Le retour de « Le Diable s’habille en Prada 2 » prouve que la nostalgie peut encore se traduire par des résultats commerciaux significatifs lorsqu’il existe une base de fans active et une campagne bien ciblée. La suite du film de 2006, avec à nouveau Meryl Streep, Anne Hathaway, Emily Blunt et Stanley Tucci, est arrivée dans les salles avec de grandes attentes, mais sa représentation au cours de sa première semaine a placé le projet dans une position beaucoup plus forte dans le calendrier cinématographique 2026.
Quelle étape « Le Diable s’habille en Prada 2 » a-t-il franchi au box-office ?
Selon les informations rapportées par À venir« Le Diable s’habille en Prada 2 » a déjà atteint un point clé pour être considéré comme rentable. Le film aurait rapporté 253,2 millions de dollars dans le monde au 8 mai, une semaine seulement après sa sortie en salles.
Les données sont pertinentes car la suite disposait d’un budget proche de 100 millions de dollars, sans compter les coûts de marketing. Selon la règle empirique utilisée dans l’industrie, un film de cette taille doit généralement réunir environ 2,5 fois son budget pour couvrir la production, la promotion, la distribution et autres coûts associés. Cela place son objectif de rentabilité à environ 250 millions de dollars, un chiffre qu’il aurait déjà dépassé avant d’atteindre son deuxième week-end.
Le démarrage avait également été fort dès les premiers jours. Le film a fait ses débuts avec 76 millions de dollars sur le marché intérieur et 233 millions de dollars à l’échelle mondiale au cours de son premier week-end, selon les données recueillies par le même rapport. Avec ce rythme, la suite a non seulement justifié l’investissement initial, mais a également commencé à émerger comme l’un des paris les plus réussis de l’année pour Disney et les studios du 20e siècle.

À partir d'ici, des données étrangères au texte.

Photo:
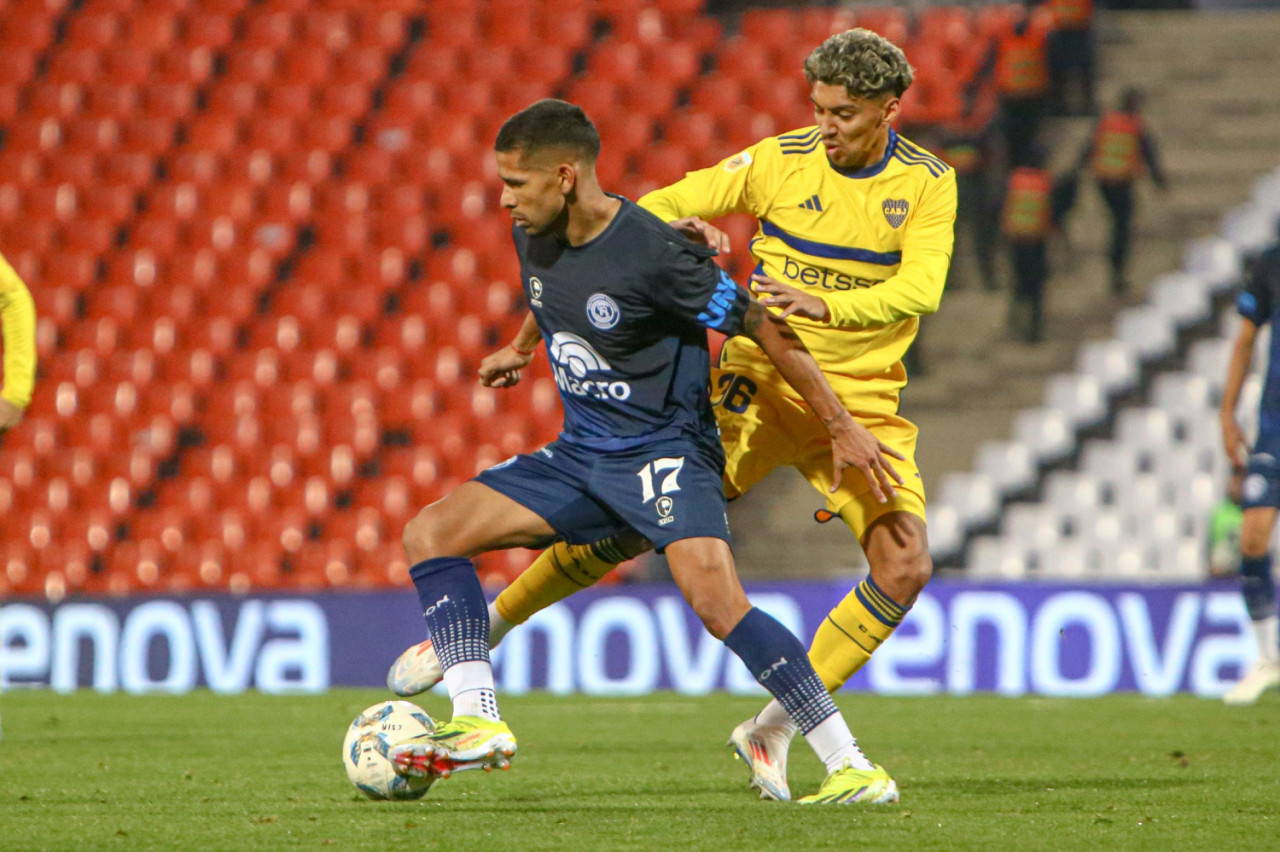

Une campagne conçue pour faire du film un événement
Une partie de la motivation de « Le Diable s’habille en Prada 2 » s’explique par une campagne marketing étendue et très visible. Le rapport mentionne une tournée promotionnelle mondiale avec ses protagonistes, en plus du Giant Red Heel Tour, une activation qui a emmené les emblématiques talons rouges géants du film original dans différentes régions des États-Unis.
À cela s’ajoutent des alliances avec des marques mondiales telles que L’Oréal Paris, Dior, Diet Coke et Grey Goose, en plus de la présence naturelle de Prada au sein de l’univers du film. La suite a également profité d’une petite apparition de Lady Gaga et de la sortie de « Runway », une chanson liée au film et interprétée aux côtés de Doechii, dont la vidéo avait déjà accumulé des millions de vues sur YouTube.
Le phénomène a également été alimenté par les salles de cinéma qui préparaient des expériences spéciales, des cocktails, des seaux de pop-corn et des produits dérivés liés au film. Cette stratégie a contribué à positionner « Le Diable s’habille en Prada 2 » comme un événement destiné particulièrement au public féminin, avec des comparaisons inévitables avec l’impact culturel qu’a eu « Barbie » en 2023.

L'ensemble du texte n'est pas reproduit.